SAN DIEGO — One of the most innovative research platforms used by Scripps Institution of Oceanography officially retired earlier this month after more than six decades in service, the research center announced.

The Floating Instrument Platform, or FLIP, finished its distinguished career on Aug. 3 when it was towed to a dismantling and recycling facility — a move that came about six years after its last research voyage.

Known for its unique capability to “flip” from a horizontal position to a vertical one, FLIP became an unprecedented beacon of innovation in the study of oceanography.

“FLIP has existed for more than half the length of the institution’s entire history,” Scripps Oceanography Director Margaret Leinen said in a release. “It was an engineering marvel constructed during an important phase of new technology for ocean exploration following World War II.

“The many discoveries from FLIP help set the stage for ongoing cutting-edge science to understand our ocean,” Leinen added.

The 61-year-old baseball bat-shaped platform has been used to help advance scientific knowledge of ocean currents, ocean acoustics, air-sea interactions, marine mammals and more, Scripps Oceanography officials say.

“FLIP set the stage for thinking big about what could be done with technology to enable new scientific discoveries,” said Scripps’ Marine Physical Laboratory Director Eric Terrill. “It was built in an era of risk-taking; a spirit that we try to embrace to this day and encourage in the next generation of seagoing scientists.”

According to Scripps, the platform was designed, built and operated by the Marine Physical Laboratory in the late 1950s, a lab that formed towards the end of WWII as an offshoot of efforts by the University of California to support the Navy during the war.

The platform had no propulsion system of its own, instead getting to destinations by being towed by seagoing tug boats.

Scientists gave FLIP the ability to maneuver to its vertical position by filling its ballast tanks with water, Scripps officials say, causing all but the top 55 feet of the 355-foot long platform to submerge in the ocean.

Scripps Institution of Oceanography and the Office of Naval Research celebrate the 50th Anniversary of the one and only Floating Instrument Platform (FLIP) at Scripps' Nimitz Marine Facility on June 29, 2012. (Courtesy of Scripps Institution of Oceanography/UC San Diego)
Scripps Institution of Oceanography and the Office of Naval Research celebrate the 50th Anniversary of the one and only Floating Instrument Platform (FLIP) at Scripps’ Nimitz Marine Facility on June 29, 2012. (Courtesy of Scripps Institution of Oceanography/UC San Diego)

As it was underwater, FLIP had a unique capability of remaining almost entirely motionless in even violent swells in the ocean, facilitating the types of research that it became known for.

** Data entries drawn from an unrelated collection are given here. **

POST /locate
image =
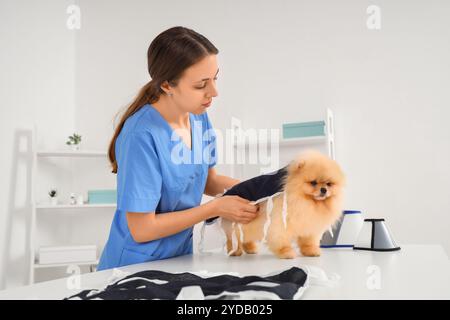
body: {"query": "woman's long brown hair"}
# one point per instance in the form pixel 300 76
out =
pixel 168 56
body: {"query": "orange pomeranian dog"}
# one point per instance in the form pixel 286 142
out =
pixel 311 203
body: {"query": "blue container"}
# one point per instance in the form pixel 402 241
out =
pixel 303 129
pixel 102 196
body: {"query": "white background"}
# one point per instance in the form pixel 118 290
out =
pixel 280 61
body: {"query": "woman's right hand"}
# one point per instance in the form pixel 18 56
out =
pixel 235 208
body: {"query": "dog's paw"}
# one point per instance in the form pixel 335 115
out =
pixel 310 251
pixel 286 253
pixel 250 247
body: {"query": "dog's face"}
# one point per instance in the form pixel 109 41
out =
pixel 318 177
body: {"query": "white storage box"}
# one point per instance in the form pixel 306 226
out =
pixel 53 255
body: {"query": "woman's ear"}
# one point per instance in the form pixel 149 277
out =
pixel 165 86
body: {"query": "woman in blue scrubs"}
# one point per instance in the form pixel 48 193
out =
pixel 164 152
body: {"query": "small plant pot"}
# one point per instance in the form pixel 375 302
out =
pixel 75 147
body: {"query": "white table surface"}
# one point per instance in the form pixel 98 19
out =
pixel 415 272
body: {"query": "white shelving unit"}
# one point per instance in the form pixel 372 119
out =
pixel 327 141
pixel 59 208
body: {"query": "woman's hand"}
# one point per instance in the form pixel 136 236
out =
pixel 235 208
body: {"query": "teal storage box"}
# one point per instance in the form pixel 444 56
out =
pixel 303 129
pixel 102 196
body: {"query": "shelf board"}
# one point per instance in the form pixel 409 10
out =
pixel 53 265
pixel 73 154
pixel 76 206
pixel 288 142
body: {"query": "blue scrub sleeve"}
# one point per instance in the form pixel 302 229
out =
pixel 212 145
pixel 139 179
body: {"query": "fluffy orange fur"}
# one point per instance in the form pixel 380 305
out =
pixel 313 187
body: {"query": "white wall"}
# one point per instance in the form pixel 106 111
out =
pixel 280 61
pixel 36 88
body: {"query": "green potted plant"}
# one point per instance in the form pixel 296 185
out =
pixel 74 141
pixel 53 193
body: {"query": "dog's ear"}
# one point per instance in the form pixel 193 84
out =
pixel 300 164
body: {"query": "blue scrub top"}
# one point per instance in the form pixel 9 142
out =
pixel 157 172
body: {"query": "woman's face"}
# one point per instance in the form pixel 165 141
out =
pixel 197 86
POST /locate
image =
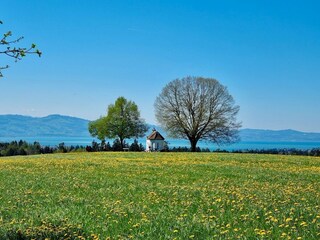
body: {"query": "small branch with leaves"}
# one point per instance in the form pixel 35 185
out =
pixel 15 52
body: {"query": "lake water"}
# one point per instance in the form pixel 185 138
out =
pixel 243 145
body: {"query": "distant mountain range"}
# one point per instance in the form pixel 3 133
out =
pixel 66 126
pixel 52 125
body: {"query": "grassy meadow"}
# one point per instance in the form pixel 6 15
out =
pixel 159 196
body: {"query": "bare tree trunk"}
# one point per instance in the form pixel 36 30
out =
pixel 193 143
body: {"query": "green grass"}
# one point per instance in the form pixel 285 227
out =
pixel 159 196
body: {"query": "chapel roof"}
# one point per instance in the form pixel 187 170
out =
pixel 155 135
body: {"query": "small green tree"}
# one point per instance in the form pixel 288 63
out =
pixel 8 48
pixel 122 121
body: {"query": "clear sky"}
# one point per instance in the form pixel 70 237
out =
pixel 266 52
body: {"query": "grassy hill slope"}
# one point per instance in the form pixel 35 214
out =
pixel 159 196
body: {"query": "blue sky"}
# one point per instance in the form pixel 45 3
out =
pixel 266 52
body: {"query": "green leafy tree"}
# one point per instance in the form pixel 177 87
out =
pixel 8 48
pixel 197 108
pixel 121 122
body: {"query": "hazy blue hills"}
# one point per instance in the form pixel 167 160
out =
pixel 52 125
pixel 288 135
pixel 66 126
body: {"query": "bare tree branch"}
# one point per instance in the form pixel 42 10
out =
pixel 198 108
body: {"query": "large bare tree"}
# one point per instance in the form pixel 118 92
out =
pixel 197 108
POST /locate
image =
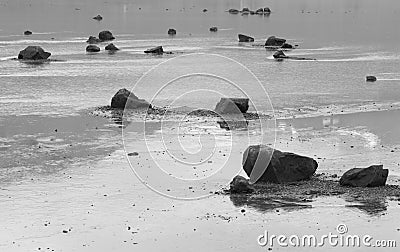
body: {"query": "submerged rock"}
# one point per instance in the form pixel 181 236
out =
pixel 213 29
pixel 92 48
pixel 111 47
pixel 232 106
pixel 124 99
pixel 93 40
pixel 265 164
pixel 105 36
pixel 98 17
pixel 274 41
pixel 33 53
pixel 171 31
pixel 245 38
pixel 233 11
pixel 371 176
pixel 240 185
pixel 155 50
pixel 371 78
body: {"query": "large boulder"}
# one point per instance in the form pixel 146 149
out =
pixel 232 106
pixel 370 78
pixel 105 36
pixel 240 185
pixel 155 50
pixel 92 48
pixel 274 41
pixel 171 31
pixel 111 47
pixel 126 99
pixel 245 38
pixel 33 53
pixel 93 40
pixel 371 176
pixel 265 164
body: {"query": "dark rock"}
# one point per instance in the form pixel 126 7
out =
pixel 33 53
pixel 213 29
pixel 92 48
pixel 111 47
pixel 274 41
pixel 265 164
pixel 371 176
pixel 371 78
pixel 240 185
pixel 245 38
pixel 93 40
pixel 233 11
pixel 98 18
pixel 155 50
pixel 233 124
pixel 232 106
pixel 171 31
pixel 267 10
pixel 125 99
pixel 105 36
pixel 287 46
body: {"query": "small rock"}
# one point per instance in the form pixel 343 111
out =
pixel 92 48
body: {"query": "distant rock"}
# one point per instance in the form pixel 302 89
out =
pixel 213 29
pixel 124 99
pixel 240 185
pixel 105 36
pixel 111 47
pixel 232 106
pixel 98 17
pixel 155 50
pixel 92 48
pixel 265 164
pixel 233 11
pixel 33 53
pixel 371 78
pixel 267 10
pixel 274 41
pixel 171 31
pixel 245 38
pixel 371 176
pixel 93 40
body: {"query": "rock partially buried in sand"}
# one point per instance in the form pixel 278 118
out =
pixel 213 29
pixel 111 47
pixel 265 164
pixel 371 176
pixel 93 40
pixel 124 99
pixel 240 185
pixel 232 106
pixel 33 53
pixel 370 78
pixel 98 17
pixel 155 50
pixel 92 48
pixel 106 36
pixel 245 38
pixel 171 32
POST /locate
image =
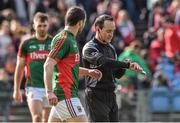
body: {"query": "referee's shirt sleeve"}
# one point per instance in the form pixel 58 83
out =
pixel 93 56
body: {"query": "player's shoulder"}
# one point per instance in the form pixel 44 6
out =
pixel 60 36
pixel 25 40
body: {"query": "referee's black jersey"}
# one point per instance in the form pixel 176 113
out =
pixel 102 57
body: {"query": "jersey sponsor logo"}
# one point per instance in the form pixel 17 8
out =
pixel 79 108
pixel 41 47
pixel 32 47
pixel 38 56
pixel 49 47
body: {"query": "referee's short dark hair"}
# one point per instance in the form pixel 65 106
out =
pixel 40 16
pixel 100 20
pixel 74 15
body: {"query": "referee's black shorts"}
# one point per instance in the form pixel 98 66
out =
pixel 101 105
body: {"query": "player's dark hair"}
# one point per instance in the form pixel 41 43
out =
pixel 40 16
pixel 74 15
pixel 101 19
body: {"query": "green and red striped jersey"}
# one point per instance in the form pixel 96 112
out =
pixel 65 75
pixel 35 53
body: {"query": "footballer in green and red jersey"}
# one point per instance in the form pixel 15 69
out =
pixel 65 76
pixel 35 52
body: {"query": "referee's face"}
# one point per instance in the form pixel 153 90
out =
pixel 41 28
pixel 106 33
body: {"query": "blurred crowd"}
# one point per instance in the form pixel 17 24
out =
pixel 157 51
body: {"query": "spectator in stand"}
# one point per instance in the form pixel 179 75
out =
pixel 5 38
pixel 130 79
pixel 157 47
pixel 171 37
pixel 160 80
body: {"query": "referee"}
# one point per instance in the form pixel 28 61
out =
pixel 100 54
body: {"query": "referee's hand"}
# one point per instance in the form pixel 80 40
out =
pixel 136 67
pixel 52 98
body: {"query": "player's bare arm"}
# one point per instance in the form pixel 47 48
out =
pixel 17 95
pixel 48 73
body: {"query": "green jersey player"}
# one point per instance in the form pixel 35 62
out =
pixel 61 71
pixel 31 57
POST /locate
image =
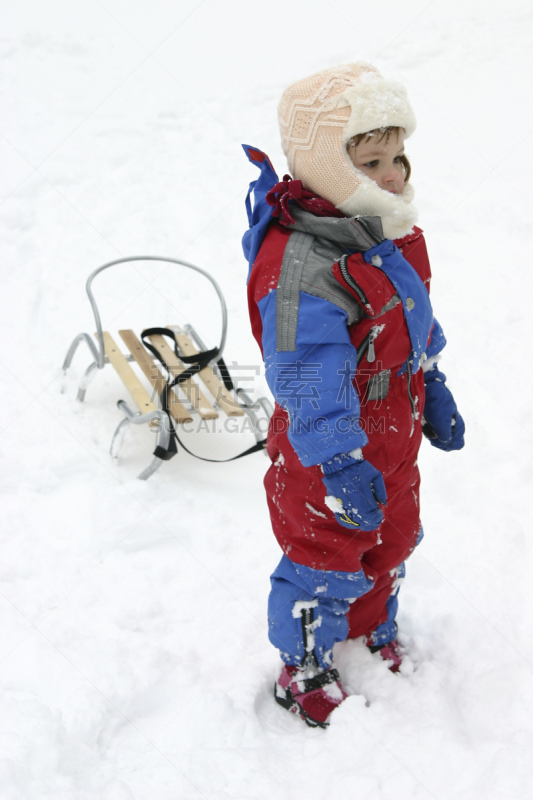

The stability it had paired with the lack of an engine made it an ideal tool for researchers to record ocean acoustics and animal sounds, as well as observe tidal forces, internal waves and small-scale turbulence.

“It was like being on land except in the middle of the ocean. It was just glorious,” Scripps oceanographer John Hildebrand, who deployed FLIP to research marine mammal sounds, said in the release. “There were things you could do with it that you couldn’t do any other way.” 

In its retirement, Scripps officials say one of FLIP’s booms, which are crane-like arms used to suspend instruments, will be removed from it and attached to the La Jolla pier for use in the same way as it was utilized on the platform.

“While FLIP is retiring, it will continue to pay dividends and make new contributions for ONR and the greater scientific community,” said Tom Drake, a researcher in the Office of Naval Research’s Ocean Battlespace Sensing Department.